Двигая руками перед собой, я иду по этой комнате, которая оказывается вдруг бескрайней, бесконечной!
– Сюда иди… сюда, – слышится Гагин голос все тише.
Второй сон был вроде бы простой:…мне приснился наш второй двор, в который я давно не заходил: кирпичные, выщербленные стены, заросли чертополоха и крапивы, огромные катушки из-под кабеля… […] Все это было освещено солнцем и почему-то вызвало во сне такой прилив счастья, что я проснулся в слезах.
И наконец, сон, запавший мне на всю жизнь: герой выглядывает из окна своей квартиры и замечает мемориальную доску с собственным именем и датой рождения… изо всех сил дергается назад, чтобы не видеть второй даты, но все-таки видит ее.
Помета «для младшего школьного возраста» выглядит безумно, потому что детям такие книжки давать нельзя; это диверсия.
Я понял: это были не сны – сигналы из других миров, которые совсем рядом.
Так и эта книга – сигнал из другого, уходящего мира хорошей детской литературы и ленинградского духа.

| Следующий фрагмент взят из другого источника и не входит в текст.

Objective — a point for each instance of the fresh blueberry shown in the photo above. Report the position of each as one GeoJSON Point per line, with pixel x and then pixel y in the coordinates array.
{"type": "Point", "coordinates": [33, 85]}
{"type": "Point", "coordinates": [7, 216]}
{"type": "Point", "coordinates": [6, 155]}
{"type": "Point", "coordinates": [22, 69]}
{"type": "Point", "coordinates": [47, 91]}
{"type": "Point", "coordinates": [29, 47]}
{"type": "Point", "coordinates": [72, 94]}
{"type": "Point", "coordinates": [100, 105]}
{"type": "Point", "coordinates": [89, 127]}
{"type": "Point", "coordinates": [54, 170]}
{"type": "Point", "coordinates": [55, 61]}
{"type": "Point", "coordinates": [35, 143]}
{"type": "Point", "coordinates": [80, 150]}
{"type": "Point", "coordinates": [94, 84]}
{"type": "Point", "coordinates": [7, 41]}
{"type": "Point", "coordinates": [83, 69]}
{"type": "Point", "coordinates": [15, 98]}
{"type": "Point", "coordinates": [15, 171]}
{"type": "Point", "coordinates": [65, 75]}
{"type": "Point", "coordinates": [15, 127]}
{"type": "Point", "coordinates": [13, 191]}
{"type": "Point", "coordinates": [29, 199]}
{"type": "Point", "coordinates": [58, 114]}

Я знаю, что дать почитать своему сыну, появись он когда-нибудь: «Темную комнату». Действие будет странным, но хорошим, как улицы ее города: они вдохновляют, но не переворачивать мир, вводить новую моду, множить деньги и шум. Вдохновляют посмотреть внутрь себя, улыбнуться тому, что там творится, и натворить еще.
…вдруг небо за окном почернело, пошел снег, – это в конце-то мая! Помню, я испугался, но не очень: все может быть в нашем климате.
Ну, очень хорошо. Спасибо, Алексей!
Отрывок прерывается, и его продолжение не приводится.